Big data is like toilet paper. One-ply, two-ply, single roll, double roll, ultra roll – lots of choices and no humanly comprehensible way to make an honest comparison. Every package says it’s the biggest and the softest. So much confusion for such a mundane task. It’s a microcosm of our problem with big data, isn’t it? Every day, for even the smallest decisions, we’re overwhelmed with data. It doesn’t matter whether we’re talking about toilet paper or auto insurance; we are constantly bombarded with an overabundance of information and options.
How can we deal with this information overload? Perhaps we can learn from the history books; we’ve seen this phenomenon before. In fifteenth-century Germany, Gutenberg invented his printing press and fifty years hence there were over twenty million volumes in circulation. Five hundred years before Moore’s law, we had a verifiable explosion of printed information that fueled the Protestant Reformation, powered the rise of the middle class, and drove up literacy rates. Gutenberg gave us big data, Renaissance-style.
Fast forward to present day, there are billions of books in circulation. Yet we don’t obsess about them. We don’t worry about all the books we’re not going to be able to read. Why not? Because they are a part of our daily reality, we know how to interact with them. Pop-up books are for small children, comic books are for adolescents, textbooks are for education, and novels are for recreation. Books are sold in stores and borrowed from libraries. Literacy is widespread. (You are reading this blog, after all.) We don’t obsess about books because they are the water we swim in.
The same will happen in our relationship with big data. We’ll figure out how to interact with it. We’ll build “libraries” to store it and we’ll develop conventions to categorize it. We’ll learn how to benefit from it without worrying about trying to absorb it all. We’ll develop discernment to distinguish between good data and bad data. We’re only about ten years into our modern day Gutenberg revolution. Nobody knows how long this transition will take but one day in the near future, we won’t talk about big data as a thing. It will just be the water we swim in.
In 7th grade, my history teacher gave us an assignment: read a newspaper article and write an essay on the author’s bias. I didn’t realize it at the time but it was a lesson on literacy. True literacy means more than knowing the alphabet, sounding out words on a page, and comprehending a paragraph. True literacy requires us to read through the words, to evaluate the strength of the author’s arguments. It requires us to seek to understand his context and his bias.

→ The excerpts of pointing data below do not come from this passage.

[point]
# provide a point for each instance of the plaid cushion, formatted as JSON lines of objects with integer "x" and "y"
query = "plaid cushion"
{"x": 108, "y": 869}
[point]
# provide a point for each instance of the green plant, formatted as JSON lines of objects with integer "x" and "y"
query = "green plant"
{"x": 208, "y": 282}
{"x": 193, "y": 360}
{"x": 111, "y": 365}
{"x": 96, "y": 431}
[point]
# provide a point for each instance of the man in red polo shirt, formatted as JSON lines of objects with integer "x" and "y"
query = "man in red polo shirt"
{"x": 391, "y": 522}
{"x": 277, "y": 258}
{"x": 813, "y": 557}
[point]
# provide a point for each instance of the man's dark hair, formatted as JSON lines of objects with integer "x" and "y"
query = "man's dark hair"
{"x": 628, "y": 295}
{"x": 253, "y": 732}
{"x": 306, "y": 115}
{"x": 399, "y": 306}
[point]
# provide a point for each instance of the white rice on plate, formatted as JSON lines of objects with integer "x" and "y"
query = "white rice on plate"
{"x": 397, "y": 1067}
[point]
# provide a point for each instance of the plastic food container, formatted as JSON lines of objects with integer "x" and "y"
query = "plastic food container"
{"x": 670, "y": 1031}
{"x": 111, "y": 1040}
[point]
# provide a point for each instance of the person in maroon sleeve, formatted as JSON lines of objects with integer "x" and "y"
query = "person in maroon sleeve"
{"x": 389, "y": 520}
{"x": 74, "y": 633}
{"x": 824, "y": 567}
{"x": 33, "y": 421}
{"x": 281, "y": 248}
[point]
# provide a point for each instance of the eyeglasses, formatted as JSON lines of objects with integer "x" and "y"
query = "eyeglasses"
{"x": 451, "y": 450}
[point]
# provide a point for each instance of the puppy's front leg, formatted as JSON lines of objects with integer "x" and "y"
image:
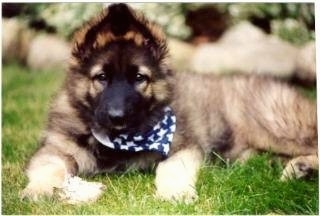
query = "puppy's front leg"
{"x": 46, "y": 171}
{"x": 176, "y": 176}
{"x": 55, "y": 167}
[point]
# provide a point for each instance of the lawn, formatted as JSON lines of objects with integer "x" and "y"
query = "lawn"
{"x": 252, "y": 188}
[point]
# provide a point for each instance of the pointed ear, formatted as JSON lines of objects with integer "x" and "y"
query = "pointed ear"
{"x": 119, "y": 22}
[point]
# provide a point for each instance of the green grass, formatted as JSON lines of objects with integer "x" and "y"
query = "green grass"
{"x": 253, "y": 188}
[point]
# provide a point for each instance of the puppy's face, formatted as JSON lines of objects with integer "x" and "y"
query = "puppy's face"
{"x": 123, "y": 76}
{"x": 119, "y": 59}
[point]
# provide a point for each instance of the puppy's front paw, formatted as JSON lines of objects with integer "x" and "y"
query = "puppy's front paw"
{"x": 175, "y": 183}
{"x": 35, "y": 191}
{"x": 299, "y": 167}
{"x": 76, "y": 191}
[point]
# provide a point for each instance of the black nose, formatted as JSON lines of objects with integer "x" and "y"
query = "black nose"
{"x": 116, "y": 117}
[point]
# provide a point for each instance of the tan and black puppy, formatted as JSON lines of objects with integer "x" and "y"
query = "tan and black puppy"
{"x": 121, "y": 106}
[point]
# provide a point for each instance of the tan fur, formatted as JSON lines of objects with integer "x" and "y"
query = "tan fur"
{"x": 234, "y": 116}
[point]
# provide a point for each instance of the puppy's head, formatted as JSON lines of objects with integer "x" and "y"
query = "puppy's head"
{"x": 119, "y": 70}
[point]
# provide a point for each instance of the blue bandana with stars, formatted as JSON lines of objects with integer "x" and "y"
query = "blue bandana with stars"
{"x": 158, "y": 139}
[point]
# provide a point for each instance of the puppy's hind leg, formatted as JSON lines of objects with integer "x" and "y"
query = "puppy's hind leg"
{"x": 176, "y": 176}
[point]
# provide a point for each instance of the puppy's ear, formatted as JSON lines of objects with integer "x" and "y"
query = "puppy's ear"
{"x": 119, "y": 22}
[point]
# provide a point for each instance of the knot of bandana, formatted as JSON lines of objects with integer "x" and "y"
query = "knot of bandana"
{"x": 158, "y": 139}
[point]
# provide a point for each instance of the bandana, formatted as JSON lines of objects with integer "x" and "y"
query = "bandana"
{"x": 158, "y": 139}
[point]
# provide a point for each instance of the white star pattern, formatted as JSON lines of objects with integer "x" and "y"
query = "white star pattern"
{"x": 159, "y": 139}
{"x": 166, "y": 148}
{"x": 124, "y": 147}
{"x": 162, "y": 132}
{"x": 154, "y": 146}
{"x": 138, "y": 138}
{"x": 131, "y": 144}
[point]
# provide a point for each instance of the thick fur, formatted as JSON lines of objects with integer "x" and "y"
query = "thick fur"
{"x": 119, "y": 81}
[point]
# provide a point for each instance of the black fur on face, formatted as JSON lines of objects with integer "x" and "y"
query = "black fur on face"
{"x": 120, "y": 58}
{"x": 126, "y": 102}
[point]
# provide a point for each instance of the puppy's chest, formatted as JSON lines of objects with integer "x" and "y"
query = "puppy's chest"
{"x": 111, "y": 160}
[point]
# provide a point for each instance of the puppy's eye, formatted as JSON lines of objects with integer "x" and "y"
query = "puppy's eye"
{"x": 101, "y": 77}
{"x": 141, "y": 78}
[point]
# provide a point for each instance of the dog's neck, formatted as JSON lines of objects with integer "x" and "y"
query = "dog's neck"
{"x": 157, "y": 139}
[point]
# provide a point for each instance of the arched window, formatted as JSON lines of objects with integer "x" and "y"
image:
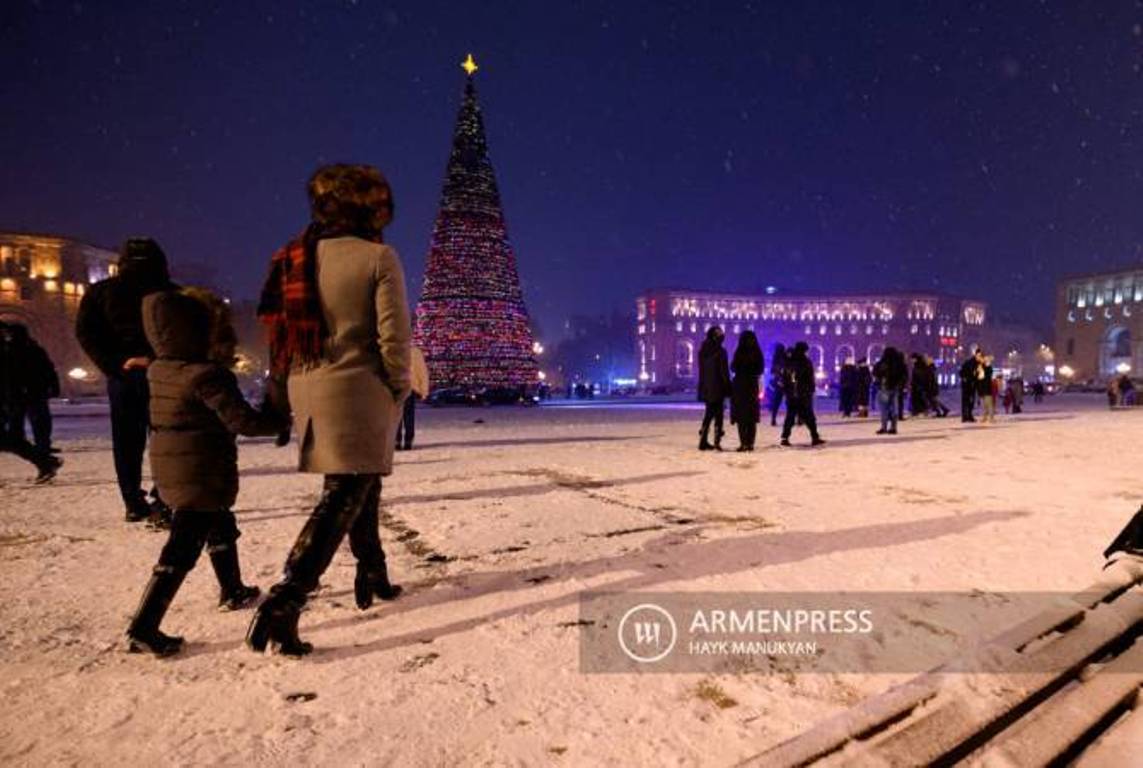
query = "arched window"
{"x": 685, "y": 359}
{"x": 844, "y": 353}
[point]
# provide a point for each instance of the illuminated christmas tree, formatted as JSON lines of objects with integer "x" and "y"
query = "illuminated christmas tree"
{"x": 471, "y": 321}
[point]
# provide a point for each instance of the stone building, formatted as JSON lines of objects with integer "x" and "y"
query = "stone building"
{"x": 42, "y": 278}
{"x": 670, "y": 326}
{"x": 1100, "y": 326}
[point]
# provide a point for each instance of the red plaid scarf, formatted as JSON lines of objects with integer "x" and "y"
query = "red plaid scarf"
{"x": 290, "y": 306}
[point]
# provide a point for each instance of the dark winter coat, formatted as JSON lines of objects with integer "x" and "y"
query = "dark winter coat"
{"x": 798, "y": 377}
{"x": 744, "y": 405}
{"x": 196, "y": 408}
{"x": 713, "y": 373}
{"x": 109, "y": 324}
{"x": 890, "y": 373}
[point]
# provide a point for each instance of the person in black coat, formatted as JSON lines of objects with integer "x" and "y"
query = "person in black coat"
{"x": 969, "y": 370}
{"x": 799, "y": 388}
{"x": 776, "y": 366}
{"x": 109, "y": 327}
{"x": 41, "y": 383}
{"x": 14, "y": 386}
{"x": 713, "y": 385}
{"x": 748, "y": 366}
{"x": 892, "y": 374}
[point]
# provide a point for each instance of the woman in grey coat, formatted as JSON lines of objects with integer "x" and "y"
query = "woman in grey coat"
{"x": 338, "y": 322}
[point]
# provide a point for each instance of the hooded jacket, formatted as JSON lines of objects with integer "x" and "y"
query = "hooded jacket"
{"x": 109, "y": 325}
{"x": 196, "y": 408}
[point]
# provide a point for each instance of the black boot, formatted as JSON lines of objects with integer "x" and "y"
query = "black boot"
{"x": 373, "y": 582}
{"x": 276, "y": 623}
{"x": 1129, "y": 540}
{"x": 232, "y": 593}
{"x": 143, "y": 633}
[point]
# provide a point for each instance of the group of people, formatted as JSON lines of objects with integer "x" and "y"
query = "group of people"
{"x": 886, "y": 383}
{"x": 343, "y": 370}
{"x": 28, "y": 383}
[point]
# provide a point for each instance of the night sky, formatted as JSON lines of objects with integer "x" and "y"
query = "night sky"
{"x": 977, "y": 149}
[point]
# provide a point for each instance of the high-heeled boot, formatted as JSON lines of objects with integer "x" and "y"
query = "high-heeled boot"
{"x": 274, "y": 623}
{"x": 143, "y": 633}
{"x": 232, "y": 593}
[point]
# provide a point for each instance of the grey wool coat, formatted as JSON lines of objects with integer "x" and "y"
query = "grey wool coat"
{"x": 346, "y": 408}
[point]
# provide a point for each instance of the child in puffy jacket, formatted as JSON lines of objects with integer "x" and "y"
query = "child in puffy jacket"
{"x": 197, "y": 409}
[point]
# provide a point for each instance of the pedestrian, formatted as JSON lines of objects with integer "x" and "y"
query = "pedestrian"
{"x": 799, "y": 385}
{"x": 197, "y": 409}
{"x": 890, "y": 374}
{"x": 41, "y": 384}
{"x": 13, "y": 393}
{"x": 335, "y": 309}
{"x": 847, "y": 388}
{"x": 406, "y": 428}
{"x": 864, "y": 386}
{"x": 985, "y": 389}
{"x": 745, "y": 412}
{"x": 969, "y": 370}
{"x": 713, "y": 386}
{"x": 776, "y": 367}
{"x": 109, "y": 327}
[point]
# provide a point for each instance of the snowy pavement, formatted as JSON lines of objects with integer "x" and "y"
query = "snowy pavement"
{"x": 495, "y": 528}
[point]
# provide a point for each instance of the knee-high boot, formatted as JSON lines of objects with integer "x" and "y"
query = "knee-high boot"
{"x": 143, "y": 633}
{"x": 365, "y": 541}
{"x": 276, "y": 621}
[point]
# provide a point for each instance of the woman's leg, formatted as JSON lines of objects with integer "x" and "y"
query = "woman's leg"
{"x": 342, "y": 500}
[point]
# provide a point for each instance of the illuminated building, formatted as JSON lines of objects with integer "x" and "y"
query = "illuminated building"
{"x": 42, "y": 279}
{"x": 1100, "y": 326}
{"x": 670, "y": 327}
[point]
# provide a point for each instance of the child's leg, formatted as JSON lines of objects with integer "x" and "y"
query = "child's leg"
{"x": 178, "y": 556}
{"x": 222, "y": 544}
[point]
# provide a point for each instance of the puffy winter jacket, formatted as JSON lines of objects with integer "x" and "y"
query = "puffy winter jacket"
{"x": 196, "y": 408}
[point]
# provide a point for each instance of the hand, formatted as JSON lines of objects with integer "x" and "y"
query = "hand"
{"x": 133, "y": 364}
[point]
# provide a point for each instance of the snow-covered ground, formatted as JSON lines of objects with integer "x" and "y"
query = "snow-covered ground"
{"x": 494, "y": 528}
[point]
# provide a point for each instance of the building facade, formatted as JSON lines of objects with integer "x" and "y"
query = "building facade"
{"x": 670, "y": 327}
{"x": 1100, "y": 326}
{"x": 42, "y": 279}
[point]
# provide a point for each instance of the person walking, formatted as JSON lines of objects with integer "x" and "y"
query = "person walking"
{"x": 406, "y": 428}
{"x": 745, "y": 412}
{"x": 41, "y": 384}
{"x": 936, "y": 406}
{"x": 776, "y": 367}
{"x": 713, "y": 386}
{"x": 338, "y": 324}
{"x": 799, "y": 386}
{"x": 969, "y": 372}
{"x": 985, "y": 389}
{"x": 13, "y": 402}
{"x": 109, "y": 327}
{"x": 890, "y": 374}
{"x": 197, "y": 409}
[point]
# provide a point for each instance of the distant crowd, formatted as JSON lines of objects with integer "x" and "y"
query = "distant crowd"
{"x": 886, "y": 385}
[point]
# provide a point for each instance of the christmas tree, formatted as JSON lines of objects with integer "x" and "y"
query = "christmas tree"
{"x": 471, "y": 321}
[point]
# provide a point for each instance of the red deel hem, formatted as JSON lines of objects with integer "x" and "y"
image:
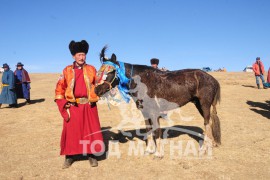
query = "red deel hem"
{"x": 82, "y": 134}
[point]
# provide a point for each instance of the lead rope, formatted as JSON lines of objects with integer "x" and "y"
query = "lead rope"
{"x": 131, "y": 73}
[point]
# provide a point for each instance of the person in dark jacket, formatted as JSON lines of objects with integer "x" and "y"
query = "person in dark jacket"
{"x": 8, "y": 94}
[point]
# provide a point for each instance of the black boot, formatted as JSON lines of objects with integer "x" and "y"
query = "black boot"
{"x": 93, "y": 161}
{"x": 28, "y": 101}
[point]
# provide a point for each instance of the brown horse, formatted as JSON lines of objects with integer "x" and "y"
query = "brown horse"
{"x": 155, "y": 91}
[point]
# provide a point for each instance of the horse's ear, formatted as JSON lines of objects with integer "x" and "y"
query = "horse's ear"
{"x": 113, "y": 58}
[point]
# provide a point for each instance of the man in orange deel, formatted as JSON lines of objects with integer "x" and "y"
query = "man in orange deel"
{"x": 76, "y": 100}
{"x": 258, "y": 69}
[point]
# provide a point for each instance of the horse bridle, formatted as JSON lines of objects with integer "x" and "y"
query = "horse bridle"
{"x": 104, "y": 81}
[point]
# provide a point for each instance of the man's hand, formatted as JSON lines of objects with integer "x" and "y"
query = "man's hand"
{"x": 67, "y": 105}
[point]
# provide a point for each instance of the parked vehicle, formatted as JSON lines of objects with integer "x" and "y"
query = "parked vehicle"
{"x": 207, "y": 69}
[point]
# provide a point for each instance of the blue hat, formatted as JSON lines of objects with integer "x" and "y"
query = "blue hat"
{"x": 5, "y": 65}
{"x": 19, "y": 64}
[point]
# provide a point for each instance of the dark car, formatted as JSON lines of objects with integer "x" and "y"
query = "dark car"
{"x": 207, "y": 69}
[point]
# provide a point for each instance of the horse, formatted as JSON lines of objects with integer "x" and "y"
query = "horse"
{"x": 155, "y": 91}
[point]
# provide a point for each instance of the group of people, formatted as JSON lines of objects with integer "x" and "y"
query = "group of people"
{"x": 259, "y": 71}
{"x": 76, "y": 101}
{"x": 14, "y": 85}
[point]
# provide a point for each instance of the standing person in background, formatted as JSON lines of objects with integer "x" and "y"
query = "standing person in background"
{"x": 76, "y": 100}
{"x": 22, "y": 80}
{"x": 8, "y": 94}
{"x": 258, "y": 69}
{"x": 267, "y": 85}
{"x": 268, "y": 76}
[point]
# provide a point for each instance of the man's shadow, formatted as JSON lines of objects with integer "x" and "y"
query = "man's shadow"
{"x": 33, "y": 101}
{"x": 260, "y": 108}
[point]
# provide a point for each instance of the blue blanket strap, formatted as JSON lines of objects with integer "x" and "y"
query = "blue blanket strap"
{"x": 123, "y": 79}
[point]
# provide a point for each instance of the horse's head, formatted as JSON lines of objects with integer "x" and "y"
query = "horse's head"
{"x": 106, "y": 78}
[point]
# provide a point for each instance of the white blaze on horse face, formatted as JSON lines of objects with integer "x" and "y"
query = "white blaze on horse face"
{"x": 104, "y": 77}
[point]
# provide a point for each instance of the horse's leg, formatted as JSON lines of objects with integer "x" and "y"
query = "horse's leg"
{"x": 208, "y": 135}
{"x": 150, "y": 147}
{"x": 159, "y": 144}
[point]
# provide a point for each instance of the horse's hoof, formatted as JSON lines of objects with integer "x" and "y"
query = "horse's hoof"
{"x": 202, "y": 151}
{"x": 158, "y": 157}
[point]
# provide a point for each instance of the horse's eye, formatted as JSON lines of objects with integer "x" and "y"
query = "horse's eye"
{"x": 104, "y": 77}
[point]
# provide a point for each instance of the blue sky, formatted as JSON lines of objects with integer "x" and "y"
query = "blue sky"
{"x": 181, "y": 33}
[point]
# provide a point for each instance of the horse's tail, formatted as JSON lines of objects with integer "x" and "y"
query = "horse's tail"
{"x": 102, "y": 54}
{"x": 215, "y": 125}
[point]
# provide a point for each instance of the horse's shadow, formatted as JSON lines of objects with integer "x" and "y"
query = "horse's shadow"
{"x": 260, "y": 108}
{"x": 250, "y": 86}
{"x": 33, "y": 101}
{"x": 129, "y": 135}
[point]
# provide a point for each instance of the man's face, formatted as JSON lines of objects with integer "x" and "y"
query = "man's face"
{"x": 80, "y": 58}
{"x": 154, "y": 66}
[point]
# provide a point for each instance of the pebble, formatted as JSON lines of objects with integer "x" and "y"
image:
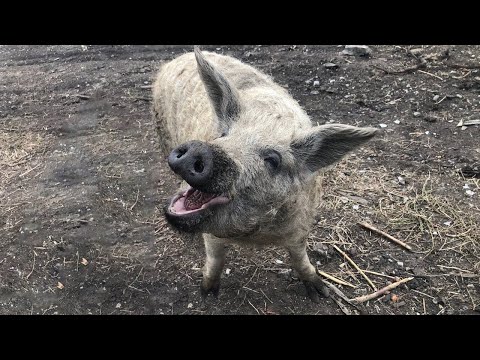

Likewise, data literacy is more than just 1’s and 0’s. Being good at math is not enough. Data literacy requires us to seek to understand the sources of data, to evaluate their meaning and intent, and to judge whether an author has accurately incorporated the data to support his point of view. To be illiterate in modern industrial society would be an insurmountable handicap. One day, we will feel the same way about data literacy. When will we know when we’ve achieved it? As in personal hygiene, it seems there are few documented standards. But it’s a safe bet that when we get there, we’ll need to be able to read between the lines.